Music is memory, an anchor to moments great and small.
One thick summer night in 1975, James Rivers on a sizzling flute, “Fever,” getting everybody up on their feet in a little club called Mel’s Lounge in Marigny. Like a pied piper Rivers marches outside, trailed by dancing people waving handkerchiefs – his private second-line. Back in Mel’s, mopping his brow, Rivers smiles: “Always cool at Mel’s Lounge.”
Carnival 1979. Mayor Dutch Morial in pugilist mode with a Teamsters-led NOPD union. The cops go on strike. The National Guard arrives. The Rex parade cancels. Fat Tuesday 8 a.m.
Wild Tchoupitoulas braves, who don’t like cops, march happily into a hole-in-the-wall – Dot’s Bar. I watch an anchorman of past vintage (charity bestirs me to omit his name) stick a microphone under the jaw of a Trail Chief in royal blue feathers: “Chief, with the police out, can you keep your people in line?” In line. Ouch! A Pall Mall dangling from his lips, Trail Chief says: “We try.”
A freezing February day, 1980, 5,000 people are densely packed outside Majestic Mortuary on Dryades Street for the funeral of Professor Longhair, aka Henry Roeland Byrd. Two brass bands go in opposite directions to part the crowd so pallbearers can get the coffin into the hearse. Aaron Neville was serene: “The body is dead, but Byrd’s still here.”
December 1981, on the Steamboat Natchez. A lavish party hosted by the Rolling Stones, their gal-pals in Southern Belle dresses. Entertainment by a line-up of Crescent City stars.
Thanks to a Neville Brothers’ promoter, I’m seated with Frogman Henry. He just sang “You Always Hurt the One You Love” and is happy with a plate of étouffée. I say, “That looks pretty good.” Frogman: “Baby, you can’t beat this alligator!”
Early 1990s. A rain-soaked Jazz Fest. Ben E. King on the Gentilly Stage. Standing with my daughter, Simonette, then 9. Sun slicing through dark clouds, words floating from King’s voice of pure magic:
“When the night has come,
And the land is dark,
And the moon is the only light we’ll see,
No I won’t be afraid ... Just as long as you stand – stand by me.”

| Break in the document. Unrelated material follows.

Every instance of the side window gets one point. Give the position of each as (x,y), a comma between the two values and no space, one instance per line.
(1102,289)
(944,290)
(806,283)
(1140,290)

A mild night in 2002. Gatemouth Brown, the swinging vocalist-and-string-man, outside Tipitina’s telling a sideman: “His problem – maybe no one spoke into his ear – is that no song should go more than three minutes long! You think Elvis padded the fat like he does? Puh!”
September 2005. Evacuated in Lafayette to the home of friends with several other dazed-in-Katrina exiles. Glued to a Wynton Marsalis telethon with local musicians. Will we have a city again?
Mardi Gras morning, 2006, in Tremé. Skeleton leader Bruce “Sunpie” Barnes raises a cry to Congo Nation Big Chief Donald Harrison Jr. A life force is returning.
July 5, 2015. City Park. The reception hall above Morning Call. Festive people at tables, others dancing to the James Rivers Movement. Rivers, burning away on “Fever.” The dancing bride, who stood next to me as a girl watching Ben E. King at Jazz Fest all those years ago, wasn’t yet born when Rivers rocked the fans at Mel’s Lounge. He is still rocking, a prince of the city. Has it really been that long? The groom, Dave Whatley, is smiling. So is everybody else.